When Berlin-born center back John Brooks scored the United States’ winning goal against Ghana, fans watching the game in bars across the US celebrated wildly. I know this because I’ve seen it on YouTube. Videos of American soccer fans wearing replica jerseys and red-white-and-blue scarves as they cheered on the US national team became an Internet sensation after Landon Donovan’s last-minute goal against Algeria in 2010, and a handful of similar clips cropped up the morning after the Ghana game. I love these videos. I happen to think it’s pretty cool that Americans are excited about soccer.
Not everyone agrees with me.

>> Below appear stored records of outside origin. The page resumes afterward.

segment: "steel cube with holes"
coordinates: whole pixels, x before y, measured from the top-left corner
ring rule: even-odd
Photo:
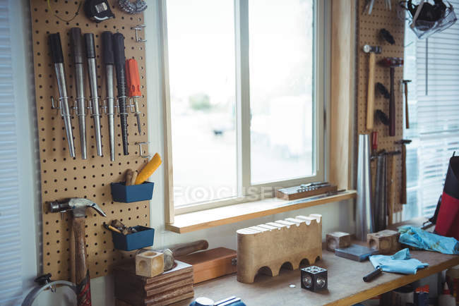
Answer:
[[[327,288],[328,279],[327,270],[320,267],[311,266],[302,269],[302,288],[311,291]]]

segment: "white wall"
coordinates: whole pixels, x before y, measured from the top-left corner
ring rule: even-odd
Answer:
[[[18,1],[19,2],[19,1]],[[146,38],[146,61],[147,61],[147,80],[148,81],[148,137],[150,143],[149,150],[150,153],[157,152],[162,156],[164,156],[163,145],[163,128],[162,128],[162,91],[161,67],[159,54],[161,54],[158,37],[160,33],[159,28],[159,13],[157,11],[157,1],[149,1],[148,8],[145,15],[145,29]],[[24,24],[29,26],[27,20],[24,20]],[[30,47],[30,46],[28,46]],[[26,54],[30,53],[26,50]],[[25,76],[25,75],[24,75]],[[32,97],[32,96],[30,96]],[[33,98],[28,99],[28,106],[30,109],[31,115],[35,116],[35,111],[32,105],[35,105]],[[24,122],[24,129],[28,130],[27,138],[29,141],[28,143],[35,144],[35,135],[36,133],[36,124],[31,120]],[[26,173],[30,176],[35,177],[36,168],[36,154],[32,152],[36,150],[35,147],[30,148],[30,154],[27,163],[25,166]],[[234,224],[218,226],[213,228],[198,231],[196,232],[186,234],[177,234],[165,230],[164,223],[164,168],[160,167],[151,178],[151,180],[155,183],[155,190],[153,198],[150,203],[150,225],[156,230],[155,237],[155,247],[160,248],[162,246],[168,245],[177,243],[191,241],[198,239],[207,239],[209,241],[210,247],[227,247],[236,249],[237,240],[235,231],[238,228],[259,224],[261,223],[269,222],[278,220],[289,216],[294,216],[299,214],[308,215],[309,214],[321,214],[323,215],[323,237],[325,237],[326,233],[340,230],[350,233],[354,232],[354,206],[353,201],[342,201],[341,202],[329,203],[324,205],[309,207],[303,209],[299,209],[294,212],[290,212],[284,214],[279,214],[273,216],[259,218],[254,220],[242,221]],[[32,184],[32,183],[30,183]],[[33,192],[32,192],[33,193]],[[24,292],[26,293],[30,290],[30,279],[38,274],[41,273],[39,268],[40,262],[40,250],[38,239],[41,233],[41,225],[39,223],[40,217],[37,214],[37,207],[40,207],[40,199],[37,197],[36,192],[33,201],[24,203],[27,206],[27,209],[32,209],[32,212],[28,212],[26,214],[28,216],[28,220],[35,221],[36,230],[33,233],[33,237],[30,237],[29,240],[33,243],[33,247],[31,246],[24,254],[27,255],[27,261],[30,264],[28,266],[27,271],[24,272],[23,279],[25,281]],[[35,207],[35,209],[34,209]],[[37,219],[38,218],[38,219]],[[36,233],[35,233],[36,232]],[[30,236],[32,234],[29,234]],[[34,238],[34,239],[32,239]],[[36,246],[36,247],[35,247]],[[110,276],[99,277],[91,280],[91,293],[93,297],[93,304],[96,305],[112,305],[114,301],[114,284],[113,278]],[[60,294],[44,294],[40,295],[40,299],[37,305],[68,305],[66,304],[67,298],[64,298]]]

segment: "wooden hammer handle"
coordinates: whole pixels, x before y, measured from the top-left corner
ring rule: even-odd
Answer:
[[[374,124],[374,68],[376,56],[370,52],[368,65],[368,96],[366,97],[366,129],[372,130]]]
[[[78,305],[91,305],[89,271],[86,265],[86,243],[85,241],[85,218],[73,218],[75,237],[75,274]]]
[[[181,243],[174,245],[169,249],[172,251],[174,257],[184,256],[201,250],[207,250],[209,243],[207,240],[198,240],[192,243]]]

American soccer fans are under assault – not by partisans of other American sports who consider soccer slow and boring but, surprisingly, by fellow soccer fans. In a Wall Street Journal op-ed titled “Why I Hate American Soccer Fans,” Jonathan Clegg, a British expat who writes about the New York Giants for a living, calls American fans an intolerable “scourge on my beloved game” and “the most derivative, excessive and utterly ridiculous collection of sports fans on the planet.”
Apparently, Clegg is annoyed that American fans have copied their European peers. He mocks their “self-conscious use of terms like ‘pitch,’ ‘match’ and ‘kit,’” and bemoans the audacity with which they have “pilfered elements of fan culture from Spain, Italy and Latin America.” But in virtually the same breath, he denounces American fans for developing their own idiosyncrasies: for calling penalties “PKs” and fullbacks “outside backs” and for christening Clint Dempsey “Deuce,” rather than calling him by a more authentically British nickname, like “Demps.”
Clegg claims that “one of the joys of soccer is seeing how different cultures view, interpret and celebrate the game in their own distinct ways” – and then he delivers a mean-spirited rebuke of the way Americans view, interpret and celebrate the game. There’s nothing wrong with the hodgepodge of European and Latin American traditions that defines American soccer fandom. The United States is a nation of immigrants; its soccer culture merely reflects that demographic reality.
ESPN’s superb coverage of the 2014 World Cup is nothing if not multicultural: Alexi Lalas arguing with Roberto Martinez and Michael Ballack, Taylor Twellman commentating alongside Ian Darke. American soccer has plenty of issues – Fox, the MLS schedule, Gus Johnson – but the diversity of its fan culture (and of Jurgen Klinsmann’s World Cup squad) is not one of them.
I suspect that Clegg is nostalgic for pre-Internet soccer – for the days when Germans were Germans and Americans were Americans and players born in Berlin stayed there. The current state of America’s soccer culture epitomizes several important trends that have reshaped the sport over the last decade: the globalization of European super clubs and, by extension, of the traditions associated with their leagues; the Moneyball approach to understanding player performance; even the increasing prominence of women’s soccer. For some people, all this will take a little getting used to. But ultimately these changes, and America’s role in them, are something to celebrate – definitely in a bar, and possibly in front of a video camera.